Heroism is another important feature of these poems, especially the heroism of ordinary people. The dying person in LAST WALK IN THE FOREST is the one that: pulled back the bark door behind himself – in other words, closed his own coffin. The stoicism of many voices reveal strong-minded, but modest individuals, who don’t expect too much from either life or death. Thus, in PRE-PLANNED, the reader is instructed:
Go to the Co-op,
find my coffin chosen,
funeral paid for.
Order only one wreath;
lilies forbidden.
A determination to cause as little bother as possible is poignantly suggested by the poem DON’T WASTE MONEY ON ME:
Bury me in the box
no fancy mahogany coffin
or costly compostable casket.
These voices act as counterpoint to the poems, or parts of poems, that have a more elevated register. People memorialise themselves unconventionally, for example, as a vinyl record. Their tone is understated and direct, often self-deprecating or irreverent. Humour is present in the swerves of expression that send themselves up, sometimes quite literally as in the poem CINDERS which closes with a request that:
… as the coffin
descends to the retort
you play
The Final Countdown.
There are many other aspects of Memory Forest that I could talk about: how sudden tragic events can capsize the most meticulous planning; the roles of animals as emissaries and harbingers, or as mourners themselves; the linguistic grace of a poem like SAMSARA; and the stunning illustrations and artwork, which complement the poems so perfectly, and make the whole book such a physically beautiful object. Memory Forest shows Gaynor’s ability to serve her material and bring her talent into the light. She is a poet growing in confidence and maturity, and definitely one to watch.

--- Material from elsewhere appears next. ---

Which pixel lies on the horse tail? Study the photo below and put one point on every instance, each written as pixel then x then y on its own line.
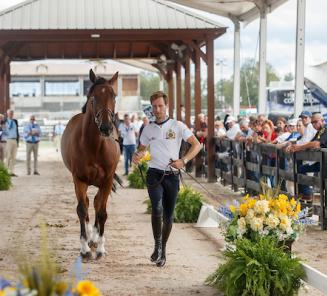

The final poem, NORTH SEA DISCOVERY, returns to the medium of water to, with deep resonances for our times, resolve some issues of identity, continuance and memorialisation raised by earlier poems. A presumably drowned man’s dead body has transformed as it feeds the life of the sea. The language is ornate and gorgeous, the imagery vivid:
Living reef, growing, budding, flowering
on death warmed up by flame shells.
We are left pondering:
who he is, what he has been,
But these questions are answered by what he has become:
… a universe – sunfish, stars, asteroids,
a big bang of pink and purple fireworks.
Thus, out of death, grows more life; diverse, beautiful and complete. What a celebratory conclusion to a remarkable collection.